Speaker 2: Somebody whacked the ball at him.
Speaker 1: That also should have been at the hands of a killer, robot doll.
Speaker 2: You're gonna die Charlie Brown, Good grief.
Speaker 1: But you know, chad the robot.
Speaker 1: Fun does not stop with Megan.
Speaker 2: No, it doesn't.
Speaker 2: We have, I think, three or 12 more episodes left.
Speaker 1: Yeah, and what's better than one robot in a movie?
Speaker 1: What about at least two, maybe three robots in a movie?
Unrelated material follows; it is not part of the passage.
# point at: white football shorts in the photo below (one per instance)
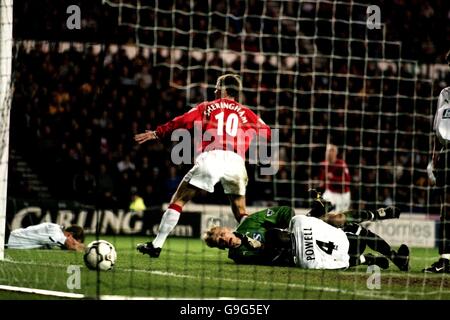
(318, 245)
(219, 165)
Speaker 1: You know, I know the listeners know there's a teacher shortage in this country, Chad yes, there is, and so it's about time we got the robots to start picking up some of that slack Gotcha.
Speaker 1: And pick up some of that slack they will in a little movie called the Class of 1999.
Speaker 1: A movie that I haven't seen since I saw it with you in the theater, yeah that's the last time I saw it and let's just say I was not in a frame of mind to remember much of that film, but I do recall that there are killer teacher robots and that it is utter nonsense.
Speaker 2: I think that sounds fantastic.
Speaker 1: Right, that really feels like our wheelhouse and we have been flirting with movies that are at least big budget studio affairs with.
Speaker 1: Like, even Heart Beeps was a big budget kind of thing.
Speaker 1: Black Hole was certainly big budget and aiming for the fences.
Speaker 1: Megan wasn't super big budget but it was a.
Speaker 1: You know, it was a big hit, big Hollywood movie and it's about time to return to our roots of this thing went to the theaters but not so you notice, and really is a Grindhouse B movie in its heart.
Speaker 1: I'm excited to get back to a movie that can't possibly be good with Class of 1999.
Speaker 2: So we will be watching the classic film Class of 1999 in two weeks discussing that.
Speaker 2: Any final thoughts that we have on Megan you?
Speaker 1: better stay away from my toys, carol.
Speaker 4: Oh man did you see all this delicious cereal on the ground.
Speaker 4: What is this?
Speaker 4: Coke Zero, I'm in heaven.
Speaker 1: It's a delicious combination.
Speaker 2: We'll see you in two weeks time, everybody.